On the last day of the long Songkran festival vacation, the employee RFID scanner's UPS died and somehow took out the scanner's power supply, I had to quickly find a replacement power supply before people started coming in to work. At 8 AM on the first day of work, everyone started turning on the lights and computers at the same time, and all the breakers automatically cut off. Normally someone just had to manually reset the breakers but for some reason resetting didn't work this time, so they just called the building maintenance people then switched all the breakers off, without notifying the IT people, and then the power to the servers went out.

After the power came back, the affected RAID drives (the SQL server has an SSD RAID1 array) started rebuilding themselves, and I started getting support calls that users can't login to the ERP database. I looked at the SQL server and saw alert level 024: Hardware Error. Unfortunately, eventhough I have a nightly backup routine, it failed to activate since earlier last week, and the SQL Agent didn't notify me of its failure. If I restored from last good backup, I lose two days of work and get killed by the users and the boss. If I repair the database, I lose less work but my ERP support guys have to fix it. DBCC CHECKDB REPAIR_ALLOW_FOR_DATA_LOSS it is then.

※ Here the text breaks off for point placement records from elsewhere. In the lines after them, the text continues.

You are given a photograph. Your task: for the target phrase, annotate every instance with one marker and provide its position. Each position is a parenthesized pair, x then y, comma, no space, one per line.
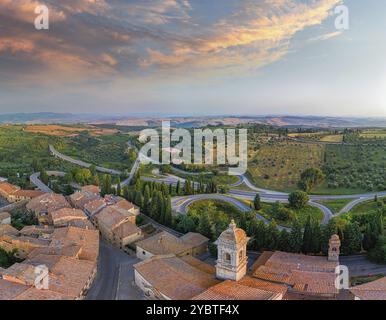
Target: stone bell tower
(232,258)
(334,248)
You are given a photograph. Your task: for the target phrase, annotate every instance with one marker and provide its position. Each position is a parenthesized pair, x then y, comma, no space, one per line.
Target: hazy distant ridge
(193,121)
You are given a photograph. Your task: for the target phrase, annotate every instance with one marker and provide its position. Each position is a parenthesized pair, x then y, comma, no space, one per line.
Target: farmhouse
(64,216)
(21,195)
(5,218)
(274,276)
(71,272)
(165,243)
(117,226)
(7,189)
(47,203)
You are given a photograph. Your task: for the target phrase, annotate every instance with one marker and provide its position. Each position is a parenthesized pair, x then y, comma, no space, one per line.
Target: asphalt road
(266,194)
(81,163)
(115,277)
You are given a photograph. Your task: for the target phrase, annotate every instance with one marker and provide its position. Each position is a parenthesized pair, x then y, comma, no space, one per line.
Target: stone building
(334,248)
(232,258)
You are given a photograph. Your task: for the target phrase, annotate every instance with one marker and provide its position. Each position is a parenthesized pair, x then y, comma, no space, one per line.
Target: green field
(110,151)
(278,166)
(301,215)
(366,207)
(355,168)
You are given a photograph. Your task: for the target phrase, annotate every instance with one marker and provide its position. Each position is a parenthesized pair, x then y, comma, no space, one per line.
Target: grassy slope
(279,166)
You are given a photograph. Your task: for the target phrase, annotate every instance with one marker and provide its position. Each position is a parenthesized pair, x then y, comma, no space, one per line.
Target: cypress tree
(146,200)
(307,236)
(119,190)
(296,237)
(257,202)
(168,212)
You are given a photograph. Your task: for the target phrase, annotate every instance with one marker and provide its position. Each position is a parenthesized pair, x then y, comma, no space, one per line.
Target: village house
(5,218)
(165,243)
(93,207)
(117,226)
(274,276)
(24,195)
(14,193)
(64,216)
(374,290)
(44,232)
(21,244)
(91,189)
(45,204)
(71,259)
(87,194)
(7,189)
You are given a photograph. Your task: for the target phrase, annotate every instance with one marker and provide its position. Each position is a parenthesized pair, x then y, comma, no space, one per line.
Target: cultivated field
(278,166)
(67,131)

Fortunately, there wasn't much data loss and internal consistency wasn't compromised, but my ERP guys are still working on the problem as I'm typing this. Later in the afternoon, more support calls started coming in from users using non-standard clients such as Windows 98 and things like scanners that automatically scan and save to shared folders on the server. I turned my attention to the new domain controller to check user and folder rights. Then I notice a little blinking icon on the task bar: one drive on the RAID array had failed.

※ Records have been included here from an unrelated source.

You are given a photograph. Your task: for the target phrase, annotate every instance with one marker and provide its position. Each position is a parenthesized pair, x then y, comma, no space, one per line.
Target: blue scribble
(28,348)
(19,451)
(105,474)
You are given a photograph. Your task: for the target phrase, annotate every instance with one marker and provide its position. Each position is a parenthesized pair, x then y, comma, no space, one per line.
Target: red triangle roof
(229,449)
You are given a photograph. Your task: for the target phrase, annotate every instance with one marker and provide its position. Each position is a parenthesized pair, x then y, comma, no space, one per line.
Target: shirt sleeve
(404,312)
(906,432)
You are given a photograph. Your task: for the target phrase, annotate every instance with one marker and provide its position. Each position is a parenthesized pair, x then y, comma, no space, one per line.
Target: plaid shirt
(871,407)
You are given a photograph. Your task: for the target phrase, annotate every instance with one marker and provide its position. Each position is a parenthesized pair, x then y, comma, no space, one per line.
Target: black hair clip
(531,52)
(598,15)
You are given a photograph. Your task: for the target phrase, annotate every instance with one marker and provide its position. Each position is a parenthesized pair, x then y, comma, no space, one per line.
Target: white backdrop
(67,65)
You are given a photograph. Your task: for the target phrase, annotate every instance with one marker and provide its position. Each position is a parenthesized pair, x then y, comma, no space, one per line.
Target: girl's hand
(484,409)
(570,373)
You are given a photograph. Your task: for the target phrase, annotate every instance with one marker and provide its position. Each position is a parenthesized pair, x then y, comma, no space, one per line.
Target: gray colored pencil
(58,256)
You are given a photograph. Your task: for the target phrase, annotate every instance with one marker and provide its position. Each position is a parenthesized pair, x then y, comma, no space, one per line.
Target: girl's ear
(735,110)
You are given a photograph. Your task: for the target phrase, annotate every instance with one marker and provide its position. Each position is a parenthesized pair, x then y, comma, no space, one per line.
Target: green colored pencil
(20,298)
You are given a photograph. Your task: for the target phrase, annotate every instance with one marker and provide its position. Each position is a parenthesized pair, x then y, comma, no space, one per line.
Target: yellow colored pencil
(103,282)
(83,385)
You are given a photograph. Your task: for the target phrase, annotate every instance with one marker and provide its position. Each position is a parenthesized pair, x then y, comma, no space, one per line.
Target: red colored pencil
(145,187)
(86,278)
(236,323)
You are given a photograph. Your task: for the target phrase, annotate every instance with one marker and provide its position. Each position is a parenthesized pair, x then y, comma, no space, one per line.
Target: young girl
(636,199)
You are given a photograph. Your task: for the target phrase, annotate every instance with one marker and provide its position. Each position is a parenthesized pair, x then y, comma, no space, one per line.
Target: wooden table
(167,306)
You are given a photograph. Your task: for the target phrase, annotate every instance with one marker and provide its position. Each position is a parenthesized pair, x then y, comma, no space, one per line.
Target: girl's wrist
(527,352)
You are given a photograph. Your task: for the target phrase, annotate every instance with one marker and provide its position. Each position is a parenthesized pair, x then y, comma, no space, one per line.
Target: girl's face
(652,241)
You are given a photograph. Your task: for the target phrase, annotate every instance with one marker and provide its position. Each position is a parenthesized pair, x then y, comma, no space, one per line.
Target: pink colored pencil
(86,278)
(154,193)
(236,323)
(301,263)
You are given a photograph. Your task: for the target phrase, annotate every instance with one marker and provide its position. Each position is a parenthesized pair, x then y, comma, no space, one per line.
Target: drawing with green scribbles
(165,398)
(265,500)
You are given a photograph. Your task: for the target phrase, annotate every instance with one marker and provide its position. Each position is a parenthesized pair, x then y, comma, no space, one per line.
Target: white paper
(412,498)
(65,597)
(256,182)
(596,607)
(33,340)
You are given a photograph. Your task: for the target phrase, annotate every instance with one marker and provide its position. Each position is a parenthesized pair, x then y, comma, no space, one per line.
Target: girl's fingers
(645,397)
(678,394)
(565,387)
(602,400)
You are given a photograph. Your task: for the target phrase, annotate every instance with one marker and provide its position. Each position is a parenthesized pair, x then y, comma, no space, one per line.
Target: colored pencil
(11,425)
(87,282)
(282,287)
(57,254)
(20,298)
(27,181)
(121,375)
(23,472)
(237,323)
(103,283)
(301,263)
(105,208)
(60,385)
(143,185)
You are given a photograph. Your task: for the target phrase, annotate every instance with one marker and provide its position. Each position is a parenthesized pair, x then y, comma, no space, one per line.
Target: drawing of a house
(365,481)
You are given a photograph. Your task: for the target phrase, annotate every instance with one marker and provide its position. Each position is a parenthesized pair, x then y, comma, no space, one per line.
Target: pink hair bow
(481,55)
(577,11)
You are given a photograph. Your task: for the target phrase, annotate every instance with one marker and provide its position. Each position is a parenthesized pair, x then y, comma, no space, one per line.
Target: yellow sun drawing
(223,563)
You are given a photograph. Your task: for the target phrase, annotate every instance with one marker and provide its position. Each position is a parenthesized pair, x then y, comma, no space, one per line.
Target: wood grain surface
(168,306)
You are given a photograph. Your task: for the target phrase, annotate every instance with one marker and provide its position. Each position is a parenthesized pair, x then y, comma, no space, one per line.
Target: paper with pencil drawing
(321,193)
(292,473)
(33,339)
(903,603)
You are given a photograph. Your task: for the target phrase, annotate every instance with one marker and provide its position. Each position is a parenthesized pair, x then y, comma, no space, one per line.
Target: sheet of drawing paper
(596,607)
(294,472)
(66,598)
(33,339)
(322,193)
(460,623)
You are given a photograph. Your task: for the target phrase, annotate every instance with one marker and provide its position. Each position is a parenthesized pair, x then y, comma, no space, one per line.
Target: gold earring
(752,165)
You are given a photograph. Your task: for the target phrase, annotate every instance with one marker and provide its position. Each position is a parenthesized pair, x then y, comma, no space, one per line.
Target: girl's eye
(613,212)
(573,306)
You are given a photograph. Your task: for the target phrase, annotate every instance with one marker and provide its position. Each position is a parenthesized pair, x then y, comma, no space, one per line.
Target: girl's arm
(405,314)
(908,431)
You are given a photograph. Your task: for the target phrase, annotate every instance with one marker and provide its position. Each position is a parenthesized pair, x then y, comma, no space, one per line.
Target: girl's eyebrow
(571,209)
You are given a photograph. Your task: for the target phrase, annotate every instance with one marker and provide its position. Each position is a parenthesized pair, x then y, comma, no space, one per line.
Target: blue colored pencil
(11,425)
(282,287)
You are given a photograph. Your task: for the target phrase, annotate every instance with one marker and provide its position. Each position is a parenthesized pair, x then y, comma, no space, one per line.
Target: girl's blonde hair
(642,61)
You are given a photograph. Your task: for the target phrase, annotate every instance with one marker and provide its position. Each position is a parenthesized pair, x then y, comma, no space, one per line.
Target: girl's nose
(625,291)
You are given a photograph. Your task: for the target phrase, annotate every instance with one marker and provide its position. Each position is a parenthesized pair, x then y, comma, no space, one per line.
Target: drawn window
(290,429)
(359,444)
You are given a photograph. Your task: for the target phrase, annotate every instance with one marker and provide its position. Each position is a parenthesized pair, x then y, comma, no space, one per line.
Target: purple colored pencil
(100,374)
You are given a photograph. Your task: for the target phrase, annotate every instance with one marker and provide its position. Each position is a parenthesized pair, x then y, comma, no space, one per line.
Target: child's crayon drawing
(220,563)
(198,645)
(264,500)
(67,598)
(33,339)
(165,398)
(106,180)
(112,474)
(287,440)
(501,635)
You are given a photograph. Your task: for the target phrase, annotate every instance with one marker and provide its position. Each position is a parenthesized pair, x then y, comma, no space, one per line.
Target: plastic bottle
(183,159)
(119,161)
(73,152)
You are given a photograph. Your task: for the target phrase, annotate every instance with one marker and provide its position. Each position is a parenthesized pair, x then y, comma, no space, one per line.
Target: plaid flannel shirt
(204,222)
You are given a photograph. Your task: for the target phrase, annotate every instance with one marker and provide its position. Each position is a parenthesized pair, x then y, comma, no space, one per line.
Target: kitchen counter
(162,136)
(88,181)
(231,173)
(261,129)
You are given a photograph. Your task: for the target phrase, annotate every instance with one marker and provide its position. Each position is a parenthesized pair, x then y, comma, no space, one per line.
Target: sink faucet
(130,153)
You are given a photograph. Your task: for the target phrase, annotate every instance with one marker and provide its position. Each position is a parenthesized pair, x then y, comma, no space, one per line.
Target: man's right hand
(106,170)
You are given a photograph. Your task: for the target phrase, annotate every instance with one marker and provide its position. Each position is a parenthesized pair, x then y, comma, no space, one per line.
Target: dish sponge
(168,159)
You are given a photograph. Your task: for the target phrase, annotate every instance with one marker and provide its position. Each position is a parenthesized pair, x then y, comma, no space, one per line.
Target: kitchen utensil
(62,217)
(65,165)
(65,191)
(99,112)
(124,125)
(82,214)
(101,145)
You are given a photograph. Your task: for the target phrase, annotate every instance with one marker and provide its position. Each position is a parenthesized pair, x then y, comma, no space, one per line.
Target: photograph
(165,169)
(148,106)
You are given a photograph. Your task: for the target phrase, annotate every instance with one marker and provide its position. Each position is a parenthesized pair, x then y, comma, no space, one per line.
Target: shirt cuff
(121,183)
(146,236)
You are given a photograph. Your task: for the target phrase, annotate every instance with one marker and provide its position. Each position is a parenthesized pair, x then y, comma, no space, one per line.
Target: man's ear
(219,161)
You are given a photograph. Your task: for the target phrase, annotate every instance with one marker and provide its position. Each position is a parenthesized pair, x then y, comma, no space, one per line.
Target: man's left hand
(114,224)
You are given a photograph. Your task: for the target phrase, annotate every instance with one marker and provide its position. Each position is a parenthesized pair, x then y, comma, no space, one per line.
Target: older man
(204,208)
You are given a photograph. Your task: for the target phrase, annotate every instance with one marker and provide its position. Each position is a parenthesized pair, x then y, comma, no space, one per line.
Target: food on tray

One of the first posts of this blog was about putting Western Digital RE2 drives into a Buffalo TeraStation. That was in early 2008. Three years later, five of the original fourteen RE2 drives I bought have already failed. The reason I got fourteen drives at the time was to put four each into two Terastations, and three each into two Windows servers. I thought these are supposed to be special drives designed for RAID use, but the stupidly cheap "consumer" drives that I also use for RAID have not had any problems, and these expensive RAID drives are dropping like flies.

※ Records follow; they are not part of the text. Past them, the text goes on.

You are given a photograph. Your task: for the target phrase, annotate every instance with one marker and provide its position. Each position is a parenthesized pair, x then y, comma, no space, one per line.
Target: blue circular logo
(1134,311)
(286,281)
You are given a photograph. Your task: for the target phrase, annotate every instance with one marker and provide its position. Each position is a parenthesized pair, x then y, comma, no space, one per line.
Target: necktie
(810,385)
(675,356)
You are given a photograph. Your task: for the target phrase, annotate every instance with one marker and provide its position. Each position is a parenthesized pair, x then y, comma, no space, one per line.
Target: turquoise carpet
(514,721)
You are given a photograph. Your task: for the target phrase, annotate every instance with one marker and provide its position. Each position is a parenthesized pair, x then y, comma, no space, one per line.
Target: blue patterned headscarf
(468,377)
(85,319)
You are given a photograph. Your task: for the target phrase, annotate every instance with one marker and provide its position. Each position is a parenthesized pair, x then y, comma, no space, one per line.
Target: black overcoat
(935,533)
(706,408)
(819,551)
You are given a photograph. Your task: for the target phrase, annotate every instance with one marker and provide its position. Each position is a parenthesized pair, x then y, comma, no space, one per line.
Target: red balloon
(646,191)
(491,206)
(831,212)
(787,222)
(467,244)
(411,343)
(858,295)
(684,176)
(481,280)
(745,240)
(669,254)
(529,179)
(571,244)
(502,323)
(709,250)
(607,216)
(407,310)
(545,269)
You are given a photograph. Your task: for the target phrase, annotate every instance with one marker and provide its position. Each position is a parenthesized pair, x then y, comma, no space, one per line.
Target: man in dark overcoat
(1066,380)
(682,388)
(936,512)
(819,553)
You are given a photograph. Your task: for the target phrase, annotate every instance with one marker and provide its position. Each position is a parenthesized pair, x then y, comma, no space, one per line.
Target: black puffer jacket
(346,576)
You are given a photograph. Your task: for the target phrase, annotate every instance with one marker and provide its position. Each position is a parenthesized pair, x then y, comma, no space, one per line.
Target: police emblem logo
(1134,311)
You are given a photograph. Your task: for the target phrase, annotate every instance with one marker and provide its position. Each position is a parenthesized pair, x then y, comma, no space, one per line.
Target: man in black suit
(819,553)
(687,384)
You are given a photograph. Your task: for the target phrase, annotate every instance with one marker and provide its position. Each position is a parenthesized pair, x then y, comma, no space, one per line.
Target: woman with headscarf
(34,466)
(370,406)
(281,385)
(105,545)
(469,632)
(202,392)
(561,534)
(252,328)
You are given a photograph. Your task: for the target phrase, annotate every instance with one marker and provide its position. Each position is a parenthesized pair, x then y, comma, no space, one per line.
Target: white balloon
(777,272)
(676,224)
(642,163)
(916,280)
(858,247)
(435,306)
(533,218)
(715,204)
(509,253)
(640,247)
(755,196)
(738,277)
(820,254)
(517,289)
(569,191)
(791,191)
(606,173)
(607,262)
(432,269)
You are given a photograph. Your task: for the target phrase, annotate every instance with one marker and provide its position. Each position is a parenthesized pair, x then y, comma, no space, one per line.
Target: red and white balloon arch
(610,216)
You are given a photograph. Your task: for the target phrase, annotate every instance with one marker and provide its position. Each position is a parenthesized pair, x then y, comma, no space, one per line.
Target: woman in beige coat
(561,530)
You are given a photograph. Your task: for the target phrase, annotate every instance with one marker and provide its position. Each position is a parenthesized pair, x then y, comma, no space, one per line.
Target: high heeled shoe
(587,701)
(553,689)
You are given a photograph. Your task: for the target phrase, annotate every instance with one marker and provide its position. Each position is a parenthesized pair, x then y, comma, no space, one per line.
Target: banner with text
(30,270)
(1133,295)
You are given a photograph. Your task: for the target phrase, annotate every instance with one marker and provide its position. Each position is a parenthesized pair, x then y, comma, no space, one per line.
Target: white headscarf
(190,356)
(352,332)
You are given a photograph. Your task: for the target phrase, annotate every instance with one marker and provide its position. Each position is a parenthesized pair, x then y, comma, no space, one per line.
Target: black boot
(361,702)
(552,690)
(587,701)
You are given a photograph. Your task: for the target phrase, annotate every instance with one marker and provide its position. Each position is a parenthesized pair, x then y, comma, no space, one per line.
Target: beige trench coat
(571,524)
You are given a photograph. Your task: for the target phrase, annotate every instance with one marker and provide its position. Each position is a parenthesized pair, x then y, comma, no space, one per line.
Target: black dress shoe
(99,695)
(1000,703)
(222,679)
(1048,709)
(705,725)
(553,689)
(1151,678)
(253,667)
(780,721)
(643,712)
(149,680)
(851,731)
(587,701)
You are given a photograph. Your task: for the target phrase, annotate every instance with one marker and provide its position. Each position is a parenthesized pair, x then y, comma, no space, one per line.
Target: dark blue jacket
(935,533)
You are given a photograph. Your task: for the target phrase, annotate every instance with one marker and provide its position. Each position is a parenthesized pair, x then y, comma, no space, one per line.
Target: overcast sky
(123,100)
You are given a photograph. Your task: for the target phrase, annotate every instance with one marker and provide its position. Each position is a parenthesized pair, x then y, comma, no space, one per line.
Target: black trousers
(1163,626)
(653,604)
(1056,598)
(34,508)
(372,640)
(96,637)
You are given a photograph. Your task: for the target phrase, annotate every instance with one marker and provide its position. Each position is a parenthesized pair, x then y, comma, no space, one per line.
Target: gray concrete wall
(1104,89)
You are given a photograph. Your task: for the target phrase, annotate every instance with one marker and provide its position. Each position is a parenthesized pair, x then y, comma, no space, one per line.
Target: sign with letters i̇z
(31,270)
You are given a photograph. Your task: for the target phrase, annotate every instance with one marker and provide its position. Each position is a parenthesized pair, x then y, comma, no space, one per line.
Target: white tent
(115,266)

One time it was so bad because one drive failed in a TeraStations' RAID5 array, and when I put in a new drive to rebuild the RAID array, another drive went bad took out the entire RAID array. I had to reflash the firmware to bring it back. Last year, one drive in a server's RAID5 array went bad, imagine how bad I felt when it took 30 hours to rebuilt the array.

Luckily I happened to have a test server in an isolated network, so I quickly joined into into the domain and promoted it as a domain controller, then proceeded to replace the failed drive.

During Songkran vacation, while I worked to replace the old server, which I'll write about another time, there was a bunch of half-naked ladyboys outside making noise and splashing water. Had I known I was gonna have all these problems, I would've invited them to come in and just blow up my servers and preemptively end all this misery.

My SQL data and failed hard drive have gone to Bit Heaven. They served well and died without thanks. May they rest in peace.

April 16, 2011

Throwing hardware at the problem

My ERP project had been live for a few months, but I never managed to resolve the slowness issue. I'm not very good with SQL Server, and all the optimizations I did probably had limited effects on the performance since Dynamics NAV's C/SIDE code is executed client side and the idiots I have for consultants don't know the difference between native database and SQL Server. I couldn't get to the ERP's code, and even if I could, I probably wouldn't want to hack the code anyway.

Few months ago my boss suddenly told me that we made huge profits this month, and to avoid paying huge amounts of tax on the huge profits, he's giving me special permission to buy stuff. A lot of stuff.

Old server specs (purchased in October 2007): Intel Core 2 Quad Q600 (2.4 GHz), 8 GB DDR2 RAM, ASUS P5K Premium, and 2x500 GB SATA (RAID1). (Was 3x500 GB SATA RAID5, but I listened to the consultants and changed the RAID5 to RAID1, with no difference in speed whatsoever.)

New server specs (purchased in late 2010):


Oh wait...

New server specs: Intel Core i7-950 (3.06 GHz), 24 GB DDR3 RAM, ASUS P6X58D Premium, and 2x160 GB SSD (RAID1).

Windows 7's experience index score is 7.5 on the CPU and RAM, and 7.9 on the hard drive. I wanted to buy a faster CPU, but the 950 is most cost effective, and RAM is maximized for Core i7.

Oh, and the ERP didn't run any faster than before. None whatsoever.

I've talked about my Core 2 Quad Q6600 servers many times before. They were originally bought to replace the older domain controllers and run the ERP database. But I used them for SQL only due to performance recommendations, not that it made any difference since my database is so small. Now that I have the Core i7 dedicated to SQL, I decided to replace domain controllers with the Q6600 servers, and also upgrade the entire domain to 2008 R2 functional level.